Many questions will be answered by referring to these materials first.
For additional questions regarding scoring the NYSESLAT, please contact Harcourt’s Customer Support Center (CSC) at 1-800-763-2306 or e-mail customersupportcenter@harcourt.com.
General:
Q: Who can score the NYSESLAT Writing?
A: The person responsible for administering/scoring the NYSESLAT must
be a certified teacher or administrator, able to carry out standard examination
procedures, and must have special training in administering/scoring the NYSESLAT.
To ensure accurate and reliable results, the examiner should become thoroughly
familiar with these procedures before attempting to administer/score the test.
Q: Does the NYSESLAT Writing Scoring require one or two scorers
per student test this year?
A: Since the multiple choice is machine scored, only one teacher is
necessary to score the Prewriting and Writing sections.
Q: Can itinerant teachers travel from building to building
with the documents to facilitate their scoring process?
A: No, teachers should not be traveling with test materials
from building to building. However, if tests will be scored at an off-site
location, all test materials must be securely packaged, and provisions in the
examination storage certificate found in the NYSESLAT School Administrator’s
Manual must be adhered to.
Q: What is Holistic Scoring?
A: It is an evaluation of what the student says, not how the
student says it. It consists of assigning a single score based on a rater’s
overall impression of a student’s response. It concentrates on comprehensible
and meaningful content rather than solely on the length of writing and sentence-level
skills. Some questions considered during Holistic Scoring are:
Q: What is an Anchor Set?
A: It is a clear-cut example of the rubric score points and a sampling
that represents different types of papers at each score point. Usually containing
two to three student responses per score point, the anchor sets are used for
comparison with other papers—both in training and live scoring. Anchors
enable the reader to internalize the score points, which leads to consistency
and accuracy in scoring. The anchors are also used as reference points when
making scoring decisions.
Q: If a teacher fails to read a prompt exactly as it appears
in the Directions for Administration (DFA) document, should the students’ responses
be rated based on the teacher’s “misread” prompt or based
on the prompt as it appears in the DFA?
A: Students’ responses must be rated based on the prompt
that appears in the DFA document.
Writing Questions:
Q: If a writing response is not related to the prompt in any
way, how should it be scored?
A: If a response is completely off topic and has no contextual relevancy
to the Writing prompt, it should be given a score point zero, regardless of
how well it is written. However, since the Writing prompts are graphic-based
with very little text, if a student chooses to write about a recognizable part
of the graphic or only addresses the writing prompt, the response should be
considered relevant and should be scored according to the rubric.
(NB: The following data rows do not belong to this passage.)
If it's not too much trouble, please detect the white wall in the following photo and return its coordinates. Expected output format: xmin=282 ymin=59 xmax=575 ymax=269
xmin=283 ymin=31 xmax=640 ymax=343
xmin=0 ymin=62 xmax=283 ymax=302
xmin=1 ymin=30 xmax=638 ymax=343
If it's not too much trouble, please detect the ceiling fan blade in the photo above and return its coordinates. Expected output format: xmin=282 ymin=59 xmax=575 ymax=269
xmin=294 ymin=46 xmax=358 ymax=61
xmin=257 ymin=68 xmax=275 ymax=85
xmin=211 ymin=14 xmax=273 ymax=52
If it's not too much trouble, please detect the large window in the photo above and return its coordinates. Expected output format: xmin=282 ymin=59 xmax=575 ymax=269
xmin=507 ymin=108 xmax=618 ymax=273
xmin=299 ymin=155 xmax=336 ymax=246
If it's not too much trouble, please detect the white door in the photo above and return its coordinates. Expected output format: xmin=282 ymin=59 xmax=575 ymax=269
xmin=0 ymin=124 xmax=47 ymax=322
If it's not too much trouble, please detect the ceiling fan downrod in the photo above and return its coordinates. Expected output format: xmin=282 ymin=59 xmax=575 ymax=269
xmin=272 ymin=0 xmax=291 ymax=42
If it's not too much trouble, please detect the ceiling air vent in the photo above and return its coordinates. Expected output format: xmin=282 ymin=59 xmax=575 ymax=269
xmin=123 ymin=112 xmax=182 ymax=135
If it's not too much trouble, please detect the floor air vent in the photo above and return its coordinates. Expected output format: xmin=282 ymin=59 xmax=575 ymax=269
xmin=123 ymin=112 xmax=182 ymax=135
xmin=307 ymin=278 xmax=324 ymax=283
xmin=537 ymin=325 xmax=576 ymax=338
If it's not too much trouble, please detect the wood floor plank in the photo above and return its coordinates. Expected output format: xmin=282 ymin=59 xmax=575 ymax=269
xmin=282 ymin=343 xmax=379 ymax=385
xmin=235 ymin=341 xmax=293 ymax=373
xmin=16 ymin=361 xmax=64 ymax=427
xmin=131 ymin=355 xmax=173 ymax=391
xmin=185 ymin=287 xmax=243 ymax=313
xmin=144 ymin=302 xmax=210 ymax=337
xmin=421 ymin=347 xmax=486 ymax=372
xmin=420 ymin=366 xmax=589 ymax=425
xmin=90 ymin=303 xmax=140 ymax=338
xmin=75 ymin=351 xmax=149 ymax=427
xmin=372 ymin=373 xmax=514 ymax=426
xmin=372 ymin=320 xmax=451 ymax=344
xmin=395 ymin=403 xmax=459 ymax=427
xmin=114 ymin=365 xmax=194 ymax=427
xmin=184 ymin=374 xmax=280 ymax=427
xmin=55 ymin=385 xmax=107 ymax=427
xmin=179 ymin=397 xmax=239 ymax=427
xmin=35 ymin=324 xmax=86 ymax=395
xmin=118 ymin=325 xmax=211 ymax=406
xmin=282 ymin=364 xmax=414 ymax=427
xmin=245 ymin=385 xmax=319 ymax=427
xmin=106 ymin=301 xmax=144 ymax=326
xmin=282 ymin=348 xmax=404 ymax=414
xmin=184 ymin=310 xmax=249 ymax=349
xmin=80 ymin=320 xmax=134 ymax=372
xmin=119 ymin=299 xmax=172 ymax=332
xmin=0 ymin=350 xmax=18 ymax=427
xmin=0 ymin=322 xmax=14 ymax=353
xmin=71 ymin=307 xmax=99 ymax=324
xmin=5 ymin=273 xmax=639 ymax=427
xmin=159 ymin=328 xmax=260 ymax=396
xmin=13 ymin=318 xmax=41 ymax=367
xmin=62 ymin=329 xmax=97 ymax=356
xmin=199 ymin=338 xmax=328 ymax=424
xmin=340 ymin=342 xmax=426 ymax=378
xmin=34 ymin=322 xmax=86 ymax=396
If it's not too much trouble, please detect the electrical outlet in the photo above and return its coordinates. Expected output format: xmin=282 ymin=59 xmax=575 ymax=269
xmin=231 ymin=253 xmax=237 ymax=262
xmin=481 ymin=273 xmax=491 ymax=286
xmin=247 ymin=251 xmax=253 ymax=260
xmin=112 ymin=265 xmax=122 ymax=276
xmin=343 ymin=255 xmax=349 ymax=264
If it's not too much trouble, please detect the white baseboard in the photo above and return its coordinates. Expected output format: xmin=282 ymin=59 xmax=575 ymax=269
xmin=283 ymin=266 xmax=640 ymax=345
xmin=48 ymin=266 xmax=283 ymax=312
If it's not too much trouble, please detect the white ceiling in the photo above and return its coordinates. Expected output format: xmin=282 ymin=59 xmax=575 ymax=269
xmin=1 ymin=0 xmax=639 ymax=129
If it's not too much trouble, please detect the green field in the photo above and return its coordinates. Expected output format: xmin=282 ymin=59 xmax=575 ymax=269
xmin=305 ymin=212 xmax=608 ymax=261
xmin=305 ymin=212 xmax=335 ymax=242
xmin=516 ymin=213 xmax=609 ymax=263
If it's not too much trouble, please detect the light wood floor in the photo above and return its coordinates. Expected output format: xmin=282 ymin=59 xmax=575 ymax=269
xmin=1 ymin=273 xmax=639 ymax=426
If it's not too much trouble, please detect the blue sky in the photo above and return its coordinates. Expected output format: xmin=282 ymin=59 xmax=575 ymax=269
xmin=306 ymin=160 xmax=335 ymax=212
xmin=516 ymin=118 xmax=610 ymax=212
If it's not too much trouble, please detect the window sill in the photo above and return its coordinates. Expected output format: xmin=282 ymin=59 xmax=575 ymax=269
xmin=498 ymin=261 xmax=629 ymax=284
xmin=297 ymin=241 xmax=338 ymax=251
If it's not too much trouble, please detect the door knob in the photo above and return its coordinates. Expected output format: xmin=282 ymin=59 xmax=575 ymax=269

Q: Since each level of the test covers several grades, should
the scorer consider the grade level of the student in scoring the writing section?
A: No. The score received by students in different grade levels is reflected
by their placement on the vertical scale, but their performance level is indicated
by their grade-standing within the grade level, as defined by the standard-setting
committee.
Students with Disabilities:
Q: I currently have a student who has an IEP. His testing modifications
say he should not be graded on spelling. How will that apply to the NYSESLAT
since spelling is part of the assessment?
A: Teachers can score the writing without taking into consideration
spelling when students have an IEP that explicitly disallows scoring spelling.
Moreover, the rubric is holistic, and spelling is only a very small component,
so this type of scoring should not greatly affect the validity of the score.